The nucellus is the only macrosporangium which never opens; the macrospore remains enclosed in it, and the macrosporangium remains attached to the mother-plant. It is therefore essential that the method of fertilisation which is employed should be very different from that of the Cryptogams. The pollen-grains must be transferred to the ovule, and retained either by a drop of mucilage at the micropyle (Gymnosperms) or by the stigma on the carpels (Angiosperms). Fertilisation by spermatozoids, which are freely motile in water, is abandoned in the Phanerogams.

Many other modifications, unknown in plants of more simple structure, take place, for instance, in the shoots which bear the fertile leaves; especially in the form of the stem or thalamus (hypogynous, perigynous, epigynous); in the development of the perianth which stands in intimate connection with the special means employed to effect fertilisation; with respect to the different grades of union found in the leaves; in the union of the flowers into aggregations of a higher order (inflorescences), and at the same time the production of “floral-leaves” (page 235).

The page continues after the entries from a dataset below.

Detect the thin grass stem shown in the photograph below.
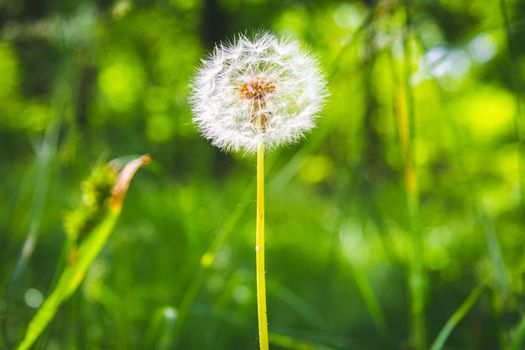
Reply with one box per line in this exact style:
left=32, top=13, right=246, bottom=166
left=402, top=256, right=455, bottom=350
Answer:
left=255, top=143, right=269, bottom=350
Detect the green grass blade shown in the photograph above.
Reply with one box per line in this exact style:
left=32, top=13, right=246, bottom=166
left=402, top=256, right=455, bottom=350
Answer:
left=270, top=332, right=333, bottom=350
left=430, top=284, right=485, bottom=350
left=17, top=157, right=148, bottom=350
left=510, top=314, right=525, bottom=350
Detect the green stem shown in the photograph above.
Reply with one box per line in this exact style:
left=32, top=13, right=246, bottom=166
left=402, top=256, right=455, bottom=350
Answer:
left=255, top=143, right=269, bottom=350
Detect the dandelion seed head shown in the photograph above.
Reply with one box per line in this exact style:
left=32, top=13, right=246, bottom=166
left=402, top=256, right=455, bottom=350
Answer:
left=190, top=33, right=327, bottom=153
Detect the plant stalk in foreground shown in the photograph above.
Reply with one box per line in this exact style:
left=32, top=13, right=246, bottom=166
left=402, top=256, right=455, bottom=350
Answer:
left=255, top=143, right=268, bottom=350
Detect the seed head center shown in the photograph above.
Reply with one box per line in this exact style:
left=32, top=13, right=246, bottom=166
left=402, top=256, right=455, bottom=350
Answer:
left=239, top=78, right=275, bottom=101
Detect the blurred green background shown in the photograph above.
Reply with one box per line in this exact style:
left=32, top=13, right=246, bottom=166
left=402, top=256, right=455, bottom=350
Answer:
left=0, top=0, right=525, bottom=349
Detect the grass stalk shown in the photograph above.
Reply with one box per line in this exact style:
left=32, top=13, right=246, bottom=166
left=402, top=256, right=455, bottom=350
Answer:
left=255, top=143, right=269, bottom=350
left=16, top=156, right=149, bottom=350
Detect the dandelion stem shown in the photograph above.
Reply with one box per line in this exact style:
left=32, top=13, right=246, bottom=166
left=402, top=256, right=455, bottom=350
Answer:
left=255, top=142, right=269, bottom=350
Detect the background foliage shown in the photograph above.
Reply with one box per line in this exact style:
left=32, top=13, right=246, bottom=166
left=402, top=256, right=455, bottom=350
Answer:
left=0, top=0, right=525, bottom=349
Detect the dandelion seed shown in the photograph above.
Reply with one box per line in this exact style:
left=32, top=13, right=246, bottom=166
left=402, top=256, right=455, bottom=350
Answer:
left=191, top=33, right=326, bottom=350
left=191, top=33, right=327, bottom=153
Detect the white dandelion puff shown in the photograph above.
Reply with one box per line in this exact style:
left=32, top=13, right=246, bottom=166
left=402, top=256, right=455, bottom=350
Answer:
left=190, top=33, right=327, bottom=153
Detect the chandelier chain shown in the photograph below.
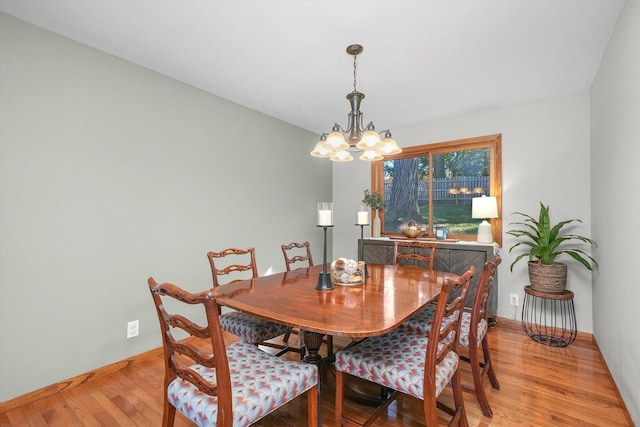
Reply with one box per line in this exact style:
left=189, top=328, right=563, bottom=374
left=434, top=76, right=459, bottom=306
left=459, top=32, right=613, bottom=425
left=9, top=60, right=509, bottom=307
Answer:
left=353, top=51, right=358, bottom=92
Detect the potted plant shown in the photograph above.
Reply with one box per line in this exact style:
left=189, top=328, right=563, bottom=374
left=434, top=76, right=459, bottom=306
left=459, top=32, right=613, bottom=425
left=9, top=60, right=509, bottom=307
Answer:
left=362, top=190, right=387, bottom=237
left=507, top=202, right=598, bottom=293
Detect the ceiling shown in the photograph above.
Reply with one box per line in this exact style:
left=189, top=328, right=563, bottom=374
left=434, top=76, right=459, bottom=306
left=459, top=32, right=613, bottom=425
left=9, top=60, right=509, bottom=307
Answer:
left=0, top=0, right=624, bottom=133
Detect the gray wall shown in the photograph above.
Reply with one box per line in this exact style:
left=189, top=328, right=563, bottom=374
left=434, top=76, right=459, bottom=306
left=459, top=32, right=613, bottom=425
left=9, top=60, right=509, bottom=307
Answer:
left=333, top=92, right=593, bottom=332
left=591, top=1, right=640, bottom=424
left=0, top=14, right=331, bottom=401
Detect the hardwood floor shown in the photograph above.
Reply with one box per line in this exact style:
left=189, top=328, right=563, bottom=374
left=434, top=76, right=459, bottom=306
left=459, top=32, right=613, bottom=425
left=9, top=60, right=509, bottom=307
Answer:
left=0, top=319, right=633, bottom=427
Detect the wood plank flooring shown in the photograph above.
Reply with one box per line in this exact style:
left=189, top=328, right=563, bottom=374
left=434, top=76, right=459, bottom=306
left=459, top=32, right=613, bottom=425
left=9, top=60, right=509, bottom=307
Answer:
left=0, top=319, right=633, bottom=427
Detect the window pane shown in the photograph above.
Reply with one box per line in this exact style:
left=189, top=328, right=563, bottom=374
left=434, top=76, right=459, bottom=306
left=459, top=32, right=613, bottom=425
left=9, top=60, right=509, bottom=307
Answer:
left=384, top=156, right=429, bottom=233
left=433, top=148, right=489, bottom=235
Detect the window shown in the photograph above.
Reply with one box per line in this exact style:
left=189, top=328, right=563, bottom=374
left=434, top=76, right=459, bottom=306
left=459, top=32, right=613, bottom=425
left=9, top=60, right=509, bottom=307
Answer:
left=371, top=134, right=502, bottom=246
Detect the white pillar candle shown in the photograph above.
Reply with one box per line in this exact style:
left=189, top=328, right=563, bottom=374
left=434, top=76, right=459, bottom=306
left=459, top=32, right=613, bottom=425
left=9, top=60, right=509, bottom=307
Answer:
left=318, top=202, right=333, bottom=226
left=318, top=210, right=331, bottom=225
left=356, top=212, right=369, bottom=225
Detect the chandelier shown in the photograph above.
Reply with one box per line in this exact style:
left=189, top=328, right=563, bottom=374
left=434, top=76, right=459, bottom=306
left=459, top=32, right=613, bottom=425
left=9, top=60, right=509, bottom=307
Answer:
left=311, top=44, right=402, bottom=162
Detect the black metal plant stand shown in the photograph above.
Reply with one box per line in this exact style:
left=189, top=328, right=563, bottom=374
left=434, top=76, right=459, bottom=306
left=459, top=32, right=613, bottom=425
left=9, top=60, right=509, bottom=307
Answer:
left=316, top=225, right=333, bottom=291
left=356, top=224, right=369, bottom=277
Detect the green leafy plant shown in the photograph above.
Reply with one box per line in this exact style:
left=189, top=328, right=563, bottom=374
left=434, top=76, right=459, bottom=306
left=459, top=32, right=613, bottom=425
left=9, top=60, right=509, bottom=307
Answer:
left=507, top=202, right=598, bottom=271
left=362, top=190, right=387, bottom=210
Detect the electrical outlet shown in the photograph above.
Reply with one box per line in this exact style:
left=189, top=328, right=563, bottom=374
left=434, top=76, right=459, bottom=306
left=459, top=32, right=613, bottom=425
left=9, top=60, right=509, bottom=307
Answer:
left=509, top=294, right=519, bottom=305
left=127, top=320, right=140, bottom=339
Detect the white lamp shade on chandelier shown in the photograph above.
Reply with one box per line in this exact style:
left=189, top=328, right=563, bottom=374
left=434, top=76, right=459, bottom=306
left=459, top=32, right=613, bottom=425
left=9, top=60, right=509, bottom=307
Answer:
left=471, top=196, right=498, bottom=243
left=311, top=44, right=402, bottom=162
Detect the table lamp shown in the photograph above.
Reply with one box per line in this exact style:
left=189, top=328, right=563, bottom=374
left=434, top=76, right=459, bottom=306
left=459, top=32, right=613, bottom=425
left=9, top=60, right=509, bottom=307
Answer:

The sexual generation. The Fertilisation.

The sexual generation in the Mosses is relatively well developed, because not only the protonema, but all the other vegetative parts of the Moss-plant, in addition to the archegonia and antheridia, belong to it. In the groups which follow, a gradual but increasing reduction of the sexual generation takes place, and at the same time an indication of sex is found in the prothallia, which finds expression in the forms of the spores themselves. In the majority of cases among the isosporous Vascular Cryptogams, the sexual generation—prothallium—is a green, leafy expansion which can sustain itself by the assimilation of carbonic acid, and by the absorption of nutriment from the soil by means of root-hairs. In some plants (Ophioglossaceæ, Lycopodium annotinum) the prothallium is a subterranean, pale, tubercular body, but in these instances it is relatively large. In the heterosporous Vascular Cryptogams and in the Phanerogams, the prothallium is much more reduced, both as regards its size, and also with respect to the number and structure of the antheridia and archegonia.

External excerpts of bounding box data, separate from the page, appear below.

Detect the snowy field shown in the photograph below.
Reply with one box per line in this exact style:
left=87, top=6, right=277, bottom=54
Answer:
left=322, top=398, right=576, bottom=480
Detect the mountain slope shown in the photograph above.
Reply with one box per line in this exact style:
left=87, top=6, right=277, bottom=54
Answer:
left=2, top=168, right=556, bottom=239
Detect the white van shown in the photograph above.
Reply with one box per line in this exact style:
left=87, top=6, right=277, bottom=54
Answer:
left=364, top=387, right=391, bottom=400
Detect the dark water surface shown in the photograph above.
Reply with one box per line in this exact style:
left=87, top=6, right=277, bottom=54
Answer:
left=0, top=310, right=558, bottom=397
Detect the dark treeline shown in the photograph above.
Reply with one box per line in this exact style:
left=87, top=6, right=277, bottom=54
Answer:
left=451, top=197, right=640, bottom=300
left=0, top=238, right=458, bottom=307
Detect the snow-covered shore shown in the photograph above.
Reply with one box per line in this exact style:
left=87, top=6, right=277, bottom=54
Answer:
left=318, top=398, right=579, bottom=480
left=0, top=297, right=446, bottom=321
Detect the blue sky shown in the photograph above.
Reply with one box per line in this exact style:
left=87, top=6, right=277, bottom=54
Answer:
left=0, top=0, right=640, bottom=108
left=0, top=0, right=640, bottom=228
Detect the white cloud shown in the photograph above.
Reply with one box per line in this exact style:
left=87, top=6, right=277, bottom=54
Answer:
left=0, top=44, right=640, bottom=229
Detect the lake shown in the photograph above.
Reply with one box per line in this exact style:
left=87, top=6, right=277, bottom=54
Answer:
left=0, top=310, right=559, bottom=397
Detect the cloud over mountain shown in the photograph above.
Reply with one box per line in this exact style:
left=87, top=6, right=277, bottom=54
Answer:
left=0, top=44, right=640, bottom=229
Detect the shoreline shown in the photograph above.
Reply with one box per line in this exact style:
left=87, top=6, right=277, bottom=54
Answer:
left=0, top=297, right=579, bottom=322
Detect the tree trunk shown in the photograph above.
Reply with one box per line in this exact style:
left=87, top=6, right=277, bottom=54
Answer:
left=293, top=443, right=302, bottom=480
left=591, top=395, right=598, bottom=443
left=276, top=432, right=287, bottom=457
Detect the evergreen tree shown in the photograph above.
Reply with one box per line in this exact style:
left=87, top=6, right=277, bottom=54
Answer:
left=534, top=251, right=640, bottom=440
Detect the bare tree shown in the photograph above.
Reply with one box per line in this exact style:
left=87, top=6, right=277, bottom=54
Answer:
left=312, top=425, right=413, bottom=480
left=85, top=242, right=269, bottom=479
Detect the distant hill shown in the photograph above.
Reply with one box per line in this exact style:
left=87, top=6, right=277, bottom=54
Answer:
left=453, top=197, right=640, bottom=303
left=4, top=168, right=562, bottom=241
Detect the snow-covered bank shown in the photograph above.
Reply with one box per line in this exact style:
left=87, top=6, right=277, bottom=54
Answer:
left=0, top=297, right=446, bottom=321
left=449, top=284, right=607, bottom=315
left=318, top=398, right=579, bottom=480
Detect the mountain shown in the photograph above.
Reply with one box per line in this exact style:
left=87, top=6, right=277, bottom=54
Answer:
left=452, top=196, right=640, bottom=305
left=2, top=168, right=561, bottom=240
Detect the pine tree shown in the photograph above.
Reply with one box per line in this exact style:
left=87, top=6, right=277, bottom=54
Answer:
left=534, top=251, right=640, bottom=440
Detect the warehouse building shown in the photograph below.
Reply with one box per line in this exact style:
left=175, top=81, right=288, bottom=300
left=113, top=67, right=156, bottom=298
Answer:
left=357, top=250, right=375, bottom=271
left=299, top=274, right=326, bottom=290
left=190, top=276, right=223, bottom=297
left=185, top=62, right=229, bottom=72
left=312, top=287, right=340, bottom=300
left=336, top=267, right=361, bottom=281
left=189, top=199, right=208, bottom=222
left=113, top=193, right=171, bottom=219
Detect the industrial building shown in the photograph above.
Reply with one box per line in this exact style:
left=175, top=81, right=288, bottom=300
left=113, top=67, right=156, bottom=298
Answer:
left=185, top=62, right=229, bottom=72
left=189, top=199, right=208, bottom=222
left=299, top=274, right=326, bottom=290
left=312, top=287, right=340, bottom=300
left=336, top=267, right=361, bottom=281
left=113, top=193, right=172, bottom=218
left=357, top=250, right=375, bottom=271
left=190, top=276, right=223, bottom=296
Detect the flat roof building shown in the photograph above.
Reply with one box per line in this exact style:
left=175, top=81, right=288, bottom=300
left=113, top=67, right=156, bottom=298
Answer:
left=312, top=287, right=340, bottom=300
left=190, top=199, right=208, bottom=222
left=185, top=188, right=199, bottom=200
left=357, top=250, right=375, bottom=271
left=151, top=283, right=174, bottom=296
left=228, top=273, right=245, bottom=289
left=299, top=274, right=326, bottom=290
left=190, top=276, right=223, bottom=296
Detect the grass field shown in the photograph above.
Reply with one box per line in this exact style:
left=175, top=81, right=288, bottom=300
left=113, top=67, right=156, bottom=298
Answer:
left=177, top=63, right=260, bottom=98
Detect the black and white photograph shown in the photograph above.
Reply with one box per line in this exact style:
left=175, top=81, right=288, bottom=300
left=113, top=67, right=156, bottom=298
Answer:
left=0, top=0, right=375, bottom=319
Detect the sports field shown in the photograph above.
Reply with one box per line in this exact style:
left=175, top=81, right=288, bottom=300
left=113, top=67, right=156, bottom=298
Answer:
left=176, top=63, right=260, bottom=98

1. The Microspores. The PROTHALLIUM in all Vascular Cryptogams which have unequal spores, consists of a single, vegetative (barren) cell, which plays a very unimportant part in the life of the prothallium (Fig. [233] A). In Salvinia it is somewhat elongated and tubular, because it must break through the sporangium (Fig. [214]); but in other cases it is very small and lenticular. In all these plants only one antheridium is formed. In Salvinia it consists of 2 cells whose walls are ruptured in order that the spermatozoids may be liberated (Fig. [214] B, C). In Marsilia, Isoëtes, and Selaginella the prothallium does not leave the spore, and consists for the most part of primordial spermatozoid-mother-cells without cell-wall, which on germination are ejected so that the spermatozoids are set free.

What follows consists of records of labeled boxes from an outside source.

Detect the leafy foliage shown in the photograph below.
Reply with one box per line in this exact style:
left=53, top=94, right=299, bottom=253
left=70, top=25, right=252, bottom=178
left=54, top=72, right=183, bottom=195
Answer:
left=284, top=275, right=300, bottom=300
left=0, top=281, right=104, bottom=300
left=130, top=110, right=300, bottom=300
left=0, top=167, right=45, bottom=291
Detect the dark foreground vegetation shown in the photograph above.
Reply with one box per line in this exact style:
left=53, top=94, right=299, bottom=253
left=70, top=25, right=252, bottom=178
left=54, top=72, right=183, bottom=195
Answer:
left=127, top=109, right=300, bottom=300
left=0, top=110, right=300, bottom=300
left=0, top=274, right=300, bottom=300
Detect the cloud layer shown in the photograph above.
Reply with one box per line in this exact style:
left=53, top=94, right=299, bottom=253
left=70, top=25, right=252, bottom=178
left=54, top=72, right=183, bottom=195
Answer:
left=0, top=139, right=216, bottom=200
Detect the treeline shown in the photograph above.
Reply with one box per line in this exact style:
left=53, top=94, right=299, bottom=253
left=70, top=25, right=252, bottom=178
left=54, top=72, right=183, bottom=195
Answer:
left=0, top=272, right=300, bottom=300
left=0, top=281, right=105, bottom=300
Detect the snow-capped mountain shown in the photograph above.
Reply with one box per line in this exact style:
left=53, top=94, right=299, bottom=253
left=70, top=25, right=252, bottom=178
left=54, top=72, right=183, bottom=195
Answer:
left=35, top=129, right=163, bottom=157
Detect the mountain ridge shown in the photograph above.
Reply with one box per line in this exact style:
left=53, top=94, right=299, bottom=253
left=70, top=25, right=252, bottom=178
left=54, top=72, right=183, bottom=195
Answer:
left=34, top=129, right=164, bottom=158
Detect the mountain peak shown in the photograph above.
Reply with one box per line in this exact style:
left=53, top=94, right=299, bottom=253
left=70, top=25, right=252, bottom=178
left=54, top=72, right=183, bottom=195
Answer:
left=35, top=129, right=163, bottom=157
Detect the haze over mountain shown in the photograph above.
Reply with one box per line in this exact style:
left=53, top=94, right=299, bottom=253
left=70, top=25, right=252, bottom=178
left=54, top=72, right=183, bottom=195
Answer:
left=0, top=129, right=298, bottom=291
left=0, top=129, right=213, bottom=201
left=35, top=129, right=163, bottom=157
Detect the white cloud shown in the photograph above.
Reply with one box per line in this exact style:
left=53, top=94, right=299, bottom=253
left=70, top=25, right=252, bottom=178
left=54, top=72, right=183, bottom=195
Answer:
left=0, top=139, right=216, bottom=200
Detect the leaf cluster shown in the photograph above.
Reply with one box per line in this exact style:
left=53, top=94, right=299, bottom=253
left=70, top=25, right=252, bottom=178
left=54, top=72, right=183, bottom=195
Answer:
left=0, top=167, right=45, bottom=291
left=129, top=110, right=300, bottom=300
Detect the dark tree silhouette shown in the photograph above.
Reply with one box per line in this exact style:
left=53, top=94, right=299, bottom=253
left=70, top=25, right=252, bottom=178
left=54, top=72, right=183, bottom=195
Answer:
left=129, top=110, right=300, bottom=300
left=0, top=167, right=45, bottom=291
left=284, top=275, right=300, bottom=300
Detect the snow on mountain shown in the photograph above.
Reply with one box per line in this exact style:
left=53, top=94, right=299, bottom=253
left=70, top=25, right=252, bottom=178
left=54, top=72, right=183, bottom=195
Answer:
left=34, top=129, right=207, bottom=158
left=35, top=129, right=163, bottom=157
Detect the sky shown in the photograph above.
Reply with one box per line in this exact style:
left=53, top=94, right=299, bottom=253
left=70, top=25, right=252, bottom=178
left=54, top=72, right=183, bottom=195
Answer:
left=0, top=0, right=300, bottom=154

In the Phanerogams, the microspores have from olden times been termed pollen-grains.

In the GYMNOSPERMS the prothallium is reduced to 1, 2 or 3 small cells, placed on one side of the mature pollen-grain (at the top in Fig. [250] I, II, and in Fig. [267] N) and which do not play any part in the germination of the pollen-grain. The antheridium is represented by the remaining portions of the interior of the pollen-grain, that is, it consists of a large cell with a nucleus which does not even go so far as the antheridium of Selaginella and become divided into spermatozoid-mother-cells without cell-wall, for even these cells are not formed. The unicellular antheridium grows, on the germination of the pollen-grain, into a tubular body known as the pollen-tube, formed from the inner wall of the pollen-grain (Fig. [250]), which works its way down the micropyle to the oosphere. The fertilisation takes place by diosmosis through the cell-wall, and consists here also of the coalescence of the nucleus of the pollen-tube (the sperm-nucleus, male pronucleus) with that of the oosphere.

In the ANGIOSPERMS the reductions proceed still further. The barren cell, which represents the prothallium, was in the last group separated from the antheridium by a true cell-wall, but in the Angiosperms a membrane at most, but no firm cell-wall, is formed. The pollen-grain contains two cells, a vegetative and a free generative cell. Both these pass into the pollen-tube, but the vegetative cell disappears about the time the pollen-tube reaches the ovule; while the generative cell divides into two: one, the sperm-nucleus coalescing with the nucleus of the oosphere, the other being absorbed (Lilium, after Guinard).

The Gymnosperms prove in yet another point that they are more closely related to the Cryptogams than are the Angiosperms. When the pollen-grain begins to germinate the external wall ruptures as in the Cryptogams (Fig. [250]), but in the Angiosperms special germ-pores are formed in the cell-wall for the emergence of the pollen-tube.